There are many public buses in Jamaica and they are very economical about $1USD for a 50 mile (80km) bus ride. However if timeliness or climate are important to you this is not a good option. Jamaican buses do not operate on a strict schedule and therefore you can find yourself waiting for the bus.

Drivers License Info:

If you are from the United-States or a country under the Commonwealth your drivers license is valid but you must be 21 to drive in Jamaica.



Out of Many, One People


You will find locals easy to get along with in Jamaic. Out of resect for their culture (unless on your resort) you should dress according to your outing. Short skirts are considered inappropriate for women in Jamaica. Casual attire is fine for shopping but if you are going to dine out it is best to wear formal attire. A polo shirt and pants is fine for a man, and a knee-length skirt and blouse is acceptable for a woman.


The most common greeting in Jamaica is a firm handshake with direct eye contact and a warm smile. Jamaicans also use the time of day for greeting for example; good morning. Formal greetings are always used with a title (Mr., Mrs.) unless a friendship has already been established.

Jamaica is very religious with the highest number of churches per capita, they often make biblical references, it is considered extremely disrespectful to criticize the Christian religion.


In Jamaica it is wise to verify any bill prior to tipping to see if there is a service charge as many establishments will include it.

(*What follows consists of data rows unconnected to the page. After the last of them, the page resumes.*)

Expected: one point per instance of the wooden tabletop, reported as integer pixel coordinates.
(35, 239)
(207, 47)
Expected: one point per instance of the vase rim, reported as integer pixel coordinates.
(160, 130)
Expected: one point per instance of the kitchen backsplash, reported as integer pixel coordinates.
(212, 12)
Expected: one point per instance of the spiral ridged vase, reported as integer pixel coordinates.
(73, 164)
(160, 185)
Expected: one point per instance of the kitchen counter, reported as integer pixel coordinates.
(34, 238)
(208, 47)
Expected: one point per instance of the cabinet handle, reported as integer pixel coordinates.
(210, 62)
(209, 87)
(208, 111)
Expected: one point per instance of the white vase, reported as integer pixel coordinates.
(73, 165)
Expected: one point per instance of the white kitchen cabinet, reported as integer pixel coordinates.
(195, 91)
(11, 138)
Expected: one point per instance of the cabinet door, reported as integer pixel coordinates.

In restaurants it is customary to tip 10-20%. In hotels you can tip bellhops 1 to 2$ USD per bag and maids 1 to 2$USD per day. Taxis expect 10-15% of the metered fare this rate goes up to 25% between midnight and 5am.


Bob Marley Museum

Visit the Bob Marley Museum
The Bob Marley Museum is on Hope Road in Kingston. The museum is housed in Bob Marley's former home, it also housed his Tuff Gong recording studio. This is an iconic tour, which will help you deeper understand why Bob Marley is treasured by the world.

Devon House

Tour of Devon House
Devon House is one of numerous preserved historic mansions in Jamaica that depict the glory of days gone by. This house was built in 1881 by George Stiebel, a wealthy Jamaican who became one of the first black millionaires in the Caribbean on the strength of his mining interests in South America.

Fort Charles

Inside Port Royal in Jamaica
This fort was used by the British in 1655 to ward off the Spanish when they took over the island. The fort was built in the shape of a ship, almost all surrounded by water.

St. Peters Church

St Peters Church
This historic church was destroyed twice within a decade and finally rebuilt in 1726. It was originally built in 1671 and is one the island's oldest churches. It is on Caldonia Avenue in Kingston.

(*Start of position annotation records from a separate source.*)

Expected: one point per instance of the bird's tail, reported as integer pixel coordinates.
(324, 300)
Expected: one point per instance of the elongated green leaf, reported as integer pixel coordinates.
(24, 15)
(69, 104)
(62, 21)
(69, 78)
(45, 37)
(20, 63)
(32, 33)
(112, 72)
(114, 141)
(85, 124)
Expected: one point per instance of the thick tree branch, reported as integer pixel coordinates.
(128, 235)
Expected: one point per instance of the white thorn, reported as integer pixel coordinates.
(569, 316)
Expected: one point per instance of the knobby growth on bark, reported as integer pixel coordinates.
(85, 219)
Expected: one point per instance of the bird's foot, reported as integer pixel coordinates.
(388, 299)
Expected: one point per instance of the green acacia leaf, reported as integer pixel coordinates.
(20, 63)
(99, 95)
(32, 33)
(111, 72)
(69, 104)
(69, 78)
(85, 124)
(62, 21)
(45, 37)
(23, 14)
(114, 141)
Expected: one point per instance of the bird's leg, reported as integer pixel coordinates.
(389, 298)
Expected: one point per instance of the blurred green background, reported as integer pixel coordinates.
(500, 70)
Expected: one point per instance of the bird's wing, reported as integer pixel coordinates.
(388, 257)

-Always walk like you know where you are going, even if you don't. This means keep your back upright and eyes straight ahead. When asking for directions keep your voice low so others don't know you are lost.

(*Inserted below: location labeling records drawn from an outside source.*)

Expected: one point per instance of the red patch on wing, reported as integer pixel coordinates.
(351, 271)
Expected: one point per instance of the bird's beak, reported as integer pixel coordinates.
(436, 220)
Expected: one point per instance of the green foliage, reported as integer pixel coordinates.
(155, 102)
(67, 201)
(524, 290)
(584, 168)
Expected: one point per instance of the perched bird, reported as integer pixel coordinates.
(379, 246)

-Take precautions. Do not wear a lot of jewelry or conspicuous clothing while traveling to avoid being a target of crime.

-Be cautious when taking a taxi and always look for the appropriate documentation which should be posted in eyes view. Never take a cab from the airport that is off by itself.

-If your hotel or resort recommends staying on their property you should follow these precautions.

-Never leave valuables in a soft material. The seam can easily be cut. Often the crime takes place long before it is noticed. This applies to purses, bags and luggage.

-Do not invite strangers to your hotel room.

-Do not agree to meet strangers by yourself. Even those you consider new friends and fellow tourist's.

-Plan for the unexpected, this includes extra money and medication that is required should your stay be extended.